デアデビルがバトンを投げつけるが、裂け目が閉じる衝撃波で弾き返された。

 

静寂が戻った地下工場。

残されたのは、意識を失ったフィスクと、ボロボロのストレンジ、そしてデアデビルだけだった。

 

「……逃げられたか」

デアデビルが血を拭う。

 

ストレンジは、モルドが消えた空間を見つめたまま、拳を握りしめた。

モルドは「地獄」と「暗黒次元」を繋げようとしている。

もし、チェンソーマンの世界の「地獄の悪魔」たちが、ドルマムゥの領域に流れ込んだらどうなる?

あるいは、ドルマムゥ自身が「呪霊」として変質したら?

 

事態は、ただの「街の浄化」レベルを超え、宇宙規模の汚染へと拡大しようとしていた。

 

「マット」

ストレンジは決意を込めて言った。

「家に帰って寝ている暇はなさそうだ。……私はカマル・タージの書庫へ行く。魔力がなくても使える『鍵』を探さなければならない」

 

「俺はどうする?」

「フィスクのような『感染者』はまだいるはずだ。街を頼む。……それと、ピーター(スパイダーマン)にも伝えてくれ。

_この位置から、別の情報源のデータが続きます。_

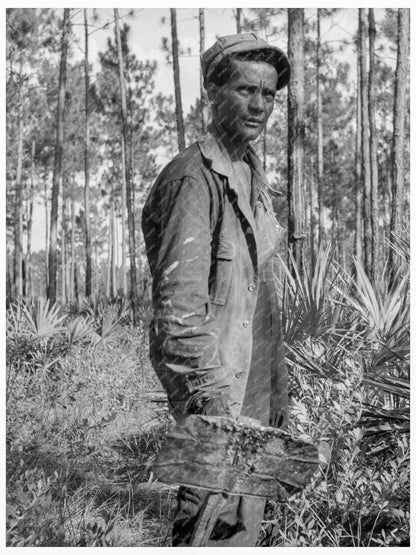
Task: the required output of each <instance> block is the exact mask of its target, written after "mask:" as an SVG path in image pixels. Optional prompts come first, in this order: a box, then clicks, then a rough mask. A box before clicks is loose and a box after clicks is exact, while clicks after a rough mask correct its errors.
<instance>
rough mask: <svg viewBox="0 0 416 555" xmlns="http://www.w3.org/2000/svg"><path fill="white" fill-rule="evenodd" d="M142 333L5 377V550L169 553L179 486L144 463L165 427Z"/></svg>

『地獄の蓋が開いた』とな」

 

ストレンジは、よろめきながらも出口へと歩き出した。

魔術師としての力は失ったが、至高の魔術師としての責務は、彼を休ませてはくれない。

 

一方その頃。

次元の裂け目の向こう側――暗黒次元。

 

極彩色の空間に、異質な「扉」が出現していた。

その扉の前に立つのは、モルドだけではない。

日本から流れ着いた、特級呪霊の生き残り。

そして、地獄から干渉を続ける「支配の悪魔」の視線。

 

ドルマムゥの巨大な顔が、困惑と怒りで歪む。

『……我ガ領域ニ、何ヲ持チ込ンダ……?』

 

混沌(カオス)は、より深く、より暗い場所へと根を張り始めていた。